Key Other Dementias - Rogue Gallery
| Feature | Lewy Body Dementia (LBD) | Frontotemporal Dementia (FTD) | Parkinson's Disease Dementia (PDD) |
|---|---|---|---|
| Cognition | Fluctuating | Early behavioral/language changes | Late cognitive decline |
| Motor | Parkinsonism (within 1 yr of cognitive decline) | Often absent initially | Parkinsonism precedes dementia by >1 year |
| Hallucinations | Visual (well-formed, recurrent) | Rare | Less common than LBD |
| Key Pathology | Lewy bodies (α-synuclein) | Tauopathy (e.g., Pick bodies) or TDP-43 | Lewy bodies (α-synuclein) |
| Other | REM sleep behavior disorder, neuroleptic sensitivity | Behavioral (disinhibition, apathy) or language (PPA) variants | |
| 📌 Mnemonic | LBD: 'Fluctuating Parkinson's Hallucinations' |
Delirium vs Dementia - Acute vs Chronic Chaos
Key Differentiating Features:
| Feature | Delirium | Dementia |
|---|---|---|
| Onset | Acute (hours-days) | Insidious (months-years) |
| Course | Fluctuating | Progressive |
| Duration | Days-weeks | Months-years |
| Attention | Impaired, fluctuates | Often normal initially |
| Consciousness | Clouded | Clear (until late stages) |
| Hallucinations | Often visual/tactile | Less common early |
| Psychomotor Activity | ↑ or ↓, or mixed | Often normal early |
| Reversibility | Often reversible | Rarely reversible (progressive) |
⭐ Acute onset and fluctuating course with impaired attention are cardinal features of delirium.

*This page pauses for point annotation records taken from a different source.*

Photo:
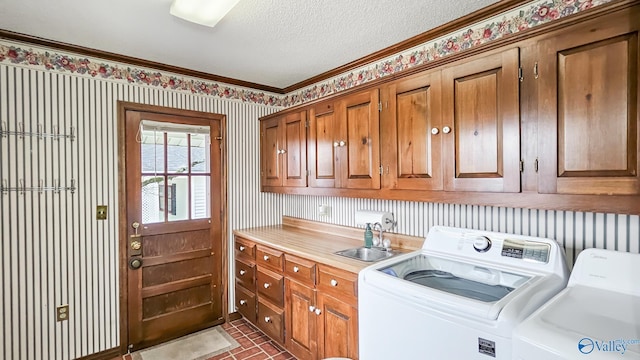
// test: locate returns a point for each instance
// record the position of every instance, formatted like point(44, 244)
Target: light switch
point(101, 212)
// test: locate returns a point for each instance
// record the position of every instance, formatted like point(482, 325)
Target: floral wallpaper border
point(522, 18)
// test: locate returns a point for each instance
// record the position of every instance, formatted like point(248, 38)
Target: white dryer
point(596, 317)
point(459, 297)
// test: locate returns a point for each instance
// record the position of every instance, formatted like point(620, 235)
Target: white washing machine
point(596, 317)
point(459, 297)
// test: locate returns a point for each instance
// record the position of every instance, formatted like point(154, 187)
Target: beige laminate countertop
point(318, 246)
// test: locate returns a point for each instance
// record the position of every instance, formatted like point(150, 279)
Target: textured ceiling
point(269, 42)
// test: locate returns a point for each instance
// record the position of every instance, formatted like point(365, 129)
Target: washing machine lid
point(468, 280)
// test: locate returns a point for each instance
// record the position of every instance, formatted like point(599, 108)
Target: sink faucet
point(381, 242)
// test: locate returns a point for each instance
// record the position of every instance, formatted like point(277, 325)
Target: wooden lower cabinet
point(309, 308)
point(301, 319)
point(337, 328)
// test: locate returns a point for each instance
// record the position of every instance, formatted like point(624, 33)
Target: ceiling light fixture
point(203, 12)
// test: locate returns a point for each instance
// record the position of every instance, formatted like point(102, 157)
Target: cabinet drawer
point(246, 303)
point(269, 258)
point(342, 284)
point(245, 248)
point(271, 286)
point(299, 269)
point(245, 274)
point(271, 321)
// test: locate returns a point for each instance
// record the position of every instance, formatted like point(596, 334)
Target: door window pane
point(178, 199)
point(177, 152)
point(199, 153)
point(175, 171)
point(152, 151)
point(153, 199)
point(200, 195)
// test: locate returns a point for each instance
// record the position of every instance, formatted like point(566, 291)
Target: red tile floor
point(254, 344)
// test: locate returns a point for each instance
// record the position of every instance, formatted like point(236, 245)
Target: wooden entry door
point(172, 251)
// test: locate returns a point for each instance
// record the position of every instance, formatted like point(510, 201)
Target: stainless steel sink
point(366, 254)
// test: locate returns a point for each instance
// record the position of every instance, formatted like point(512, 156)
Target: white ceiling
point(276, 43)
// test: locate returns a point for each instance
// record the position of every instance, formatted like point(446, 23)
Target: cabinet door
point(411, 133)
point(300, 337)
point(358, 142)
point(588, 110)
point(481, 124)
point(337, 328)
point(323, 133)
point(294, 140)
point(270, 147)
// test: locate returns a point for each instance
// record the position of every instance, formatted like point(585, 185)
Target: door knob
point(135, 263)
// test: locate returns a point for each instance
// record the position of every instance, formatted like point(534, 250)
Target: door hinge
point(520, 74)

High‑Yield Points - ⚡ Biggest Takeaways
- Alzheimer's Disease: Most common dementia; amyloid-beta plaques and hyperphosphorylated tau tangles are key pathologies.
- Vascular Dementia: Second most common; stepwise cognitive decline linked to cerebrovascular events and risk factors.
- Lewy Body Dementia: Characterized by visual hallucinations, parkinsonism, and fluctuating cognition; alpha-synuclein pathology.
- Frontotemporal Dementia: Presents with early personality changes, behavioral disinhibition, or progressive language dysfunction.
- Normal Pressure Hydrocephalus (NPH): Classic triad of dementia, gait disturbance, and urinary incontinence; potentially reversible.
- Creutzfeldt-Jakob Disease (CJD): Rare, rapidly progressive dementia with myoclonus and characteristic EEG/MRI findings.